Member of the Michigan Senate from the 35th district
- Incumbent
- Assumed office May 21, 2026
- Preceded by: Kristen McDonald Rivet

Personal details
- Born: November 1975 (age 50) Saginaw, Michigan
- Party: Democratic
- Education: Northwood University

Military service
- Branch/service: United States Marine Corps Reserve
- Years of service: 1994-2024
- Rank: Sergeant Major

= Chedrick Greene =

American politician

Chedrick Greene is an American politician who is a member of the Michigan Senate, representing the 35th district which encompasses parts of Bay, Midland, and Saginaw counties. He was described by Katherine Dailey of Michigan Advance as a moderate Democrat.

== Earlier career ==
Greene is a Marine veteran and was a Saginaw fire captain.
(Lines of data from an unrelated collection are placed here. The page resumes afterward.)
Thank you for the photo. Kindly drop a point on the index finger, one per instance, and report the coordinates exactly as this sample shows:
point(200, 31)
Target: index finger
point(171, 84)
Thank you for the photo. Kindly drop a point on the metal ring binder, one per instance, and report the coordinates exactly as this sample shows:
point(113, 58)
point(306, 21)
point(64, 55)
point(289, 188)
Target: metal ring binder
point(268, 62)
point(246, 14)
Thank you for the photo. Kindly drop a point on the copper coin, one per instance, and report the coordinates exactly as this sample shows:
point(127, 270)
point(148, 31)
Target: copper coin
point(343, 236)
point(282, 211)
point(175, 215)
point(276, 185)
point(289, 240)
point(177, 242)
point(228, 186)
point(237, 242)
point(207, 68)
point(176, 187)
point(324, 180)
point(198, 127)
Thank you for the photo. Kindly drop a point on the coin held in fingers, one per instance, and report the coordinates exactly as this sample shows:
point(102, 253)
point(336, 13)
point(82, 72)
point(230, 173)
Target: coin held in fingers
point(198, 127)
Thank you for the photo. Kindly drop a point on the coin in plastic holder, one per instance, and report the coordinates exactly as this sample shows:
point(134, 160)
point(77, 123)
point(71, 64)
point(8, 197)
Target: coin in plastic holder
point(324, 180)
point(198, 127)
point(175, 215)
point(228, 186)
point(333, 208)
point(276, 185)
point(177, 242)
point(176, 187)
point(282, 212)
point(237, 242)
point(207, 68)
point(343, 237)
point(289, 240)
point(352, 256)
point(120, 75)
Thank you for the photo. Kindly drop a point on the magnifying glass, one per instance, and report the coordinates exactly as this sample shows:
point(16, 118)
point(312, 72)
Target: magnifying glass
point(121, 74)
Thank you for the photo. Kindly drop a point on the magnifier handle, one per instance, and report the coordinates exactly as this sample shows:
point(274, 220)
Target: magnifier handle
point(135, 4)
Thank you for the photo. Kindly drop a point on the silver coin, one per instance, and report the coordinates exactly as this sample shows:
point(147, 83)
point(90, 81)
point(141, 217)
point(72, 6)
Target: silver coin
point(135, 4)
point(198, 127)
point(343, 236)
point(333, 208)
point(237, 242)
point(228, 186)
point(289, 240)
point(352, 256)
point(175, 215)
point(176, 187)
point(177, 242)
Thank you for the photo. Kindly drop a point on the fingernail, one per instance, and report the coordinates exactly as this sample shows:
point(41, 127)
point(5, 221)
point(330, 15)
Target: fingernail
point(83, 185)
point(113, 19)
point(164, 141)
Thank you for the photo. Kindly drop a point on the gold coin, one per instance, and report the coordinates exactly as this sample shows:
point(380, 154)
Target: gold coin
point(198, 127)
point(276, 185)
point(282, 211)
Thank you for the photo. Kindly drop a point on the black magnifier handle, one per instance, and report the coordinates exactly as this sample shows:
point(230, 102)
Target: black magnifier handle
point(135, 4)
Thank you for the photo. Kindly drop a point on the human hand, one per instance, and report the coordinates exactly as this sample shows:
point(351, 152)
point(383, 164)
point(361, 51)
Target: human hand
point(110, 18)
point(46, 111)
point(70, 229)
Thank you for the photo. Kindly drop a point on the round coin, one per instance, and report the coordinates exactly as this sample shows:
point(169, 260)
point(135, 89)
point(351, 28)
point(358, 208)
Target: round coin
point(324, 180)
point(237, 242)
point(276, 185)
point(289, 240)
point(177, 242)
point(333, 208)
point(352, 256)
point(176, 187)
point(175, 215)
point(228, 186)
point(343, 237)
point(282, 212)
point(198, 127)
He had previously run for the Saginaw Public Schools Board of Education but withdrew from that race after being deployed to Southeast Asia. In addition to his role as fire captain, Greene was the department's community relations liaison.
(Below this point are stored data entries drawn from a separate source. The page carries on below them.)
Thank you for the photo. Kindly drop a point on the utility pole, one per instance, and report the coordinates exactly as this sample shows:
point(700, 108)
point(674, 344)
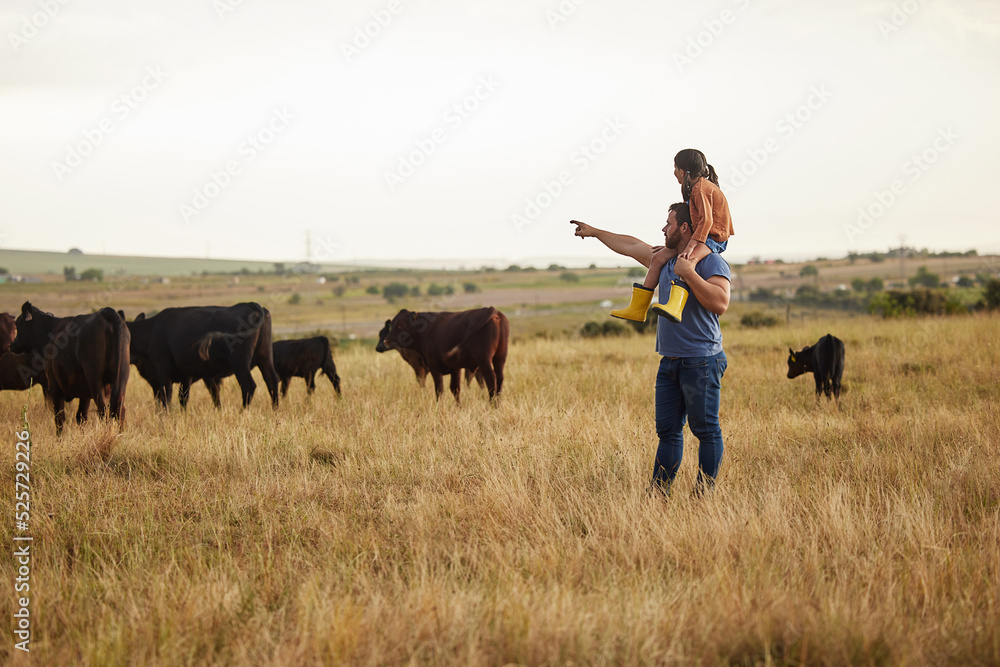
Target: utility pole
point(902, 259)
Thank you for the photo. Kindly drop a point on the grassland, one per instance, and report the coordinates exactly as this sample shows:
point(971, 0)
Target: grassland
point(385, 528)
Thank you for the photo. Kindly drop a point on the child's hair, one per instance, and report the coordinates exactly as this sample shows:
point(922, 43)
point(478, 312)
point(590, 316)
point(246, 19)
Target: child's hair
point(682, 211)
point(695, 166)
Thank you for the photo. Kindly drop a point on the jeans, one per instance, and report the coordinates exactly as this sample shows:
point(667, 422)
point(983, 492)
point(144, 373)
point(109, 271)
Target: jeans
point(688, 389)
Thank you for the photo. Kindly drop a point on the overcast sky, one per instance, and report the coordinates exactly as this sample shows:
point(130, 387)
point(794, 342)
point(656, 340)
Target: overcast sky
point(466, 131)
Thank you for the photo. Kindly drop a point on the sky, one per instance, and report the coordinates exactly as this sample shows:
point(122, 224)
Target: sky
point(463, 133)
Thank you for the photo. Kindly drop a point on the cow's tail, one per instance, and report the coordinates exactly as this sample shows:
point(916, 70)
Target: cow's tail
point(119, 361)
point(329, 368)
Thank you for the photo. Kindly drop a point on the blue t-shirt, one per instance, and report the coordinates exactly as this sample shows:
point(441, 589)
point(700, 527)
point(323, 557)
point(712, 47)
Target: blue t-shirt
point(698, 334)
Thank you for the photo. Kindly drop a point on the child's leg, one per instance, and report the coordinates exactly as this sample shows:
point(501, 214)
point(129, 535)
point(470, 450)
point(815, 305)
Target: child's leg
point(656, 264)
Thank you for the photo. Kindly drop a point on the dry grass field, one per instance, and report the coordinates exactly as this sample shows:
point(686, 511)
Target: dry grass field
point(383, 528)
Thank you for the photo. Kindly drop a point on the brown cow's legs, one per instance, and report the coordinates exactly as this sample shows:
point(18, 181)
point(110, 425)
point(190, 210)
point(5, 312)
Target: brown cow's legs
point(456, 385)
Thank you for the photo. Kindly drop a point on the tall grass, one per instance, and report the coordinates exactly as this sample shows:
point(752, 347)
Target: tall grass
point(386, 528)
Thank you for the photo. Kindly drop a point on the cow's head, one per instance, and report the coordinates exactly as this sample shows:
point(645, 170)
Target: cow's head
point(31, 326)
point(381, 347)
point(401, 331)
point(799, 362)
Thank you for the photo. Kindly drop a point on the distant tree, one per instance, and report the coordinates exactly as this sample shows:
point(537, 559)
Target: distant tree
point(991, 295)
point(925, 278)
point(393, 291)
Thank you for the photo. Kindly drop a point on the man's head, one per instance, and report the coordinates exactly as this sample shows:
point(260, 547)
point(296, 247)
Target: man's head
point(678, 230)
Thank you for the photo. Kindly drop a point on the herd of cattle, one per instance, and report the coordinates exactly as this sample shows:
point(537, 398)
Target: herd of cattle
point(88, 357)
Governor Gretchen Whitmer appointed Greene to the Statewide Housing Partnership in 2023, an advisory body of the Michigan State Housing Development Authority.

== Michigan Senate ==
Following the election of then-state senator Kristen McDonald Rivet to the U.S. House of Representatives, Rivet resigned her seat in the Michigan Senate. Greene ran in a special election to succeed her and received Rivet's endorsement. On February 3, 2026, Greene defeated president of the Michigan State Board of Education Pamela Pugh in the Democratic primary, receiving 68.5% of the vote.

In May 2026, Greene defeated Republican attorney Jason Tunney, receiving 58.9% of the vote. Greene won by 19.5% in a district that Kamala Harris, a fellow Democrat, won by less than one point in the 2024 presidential election. Greene was sworn in on May 21.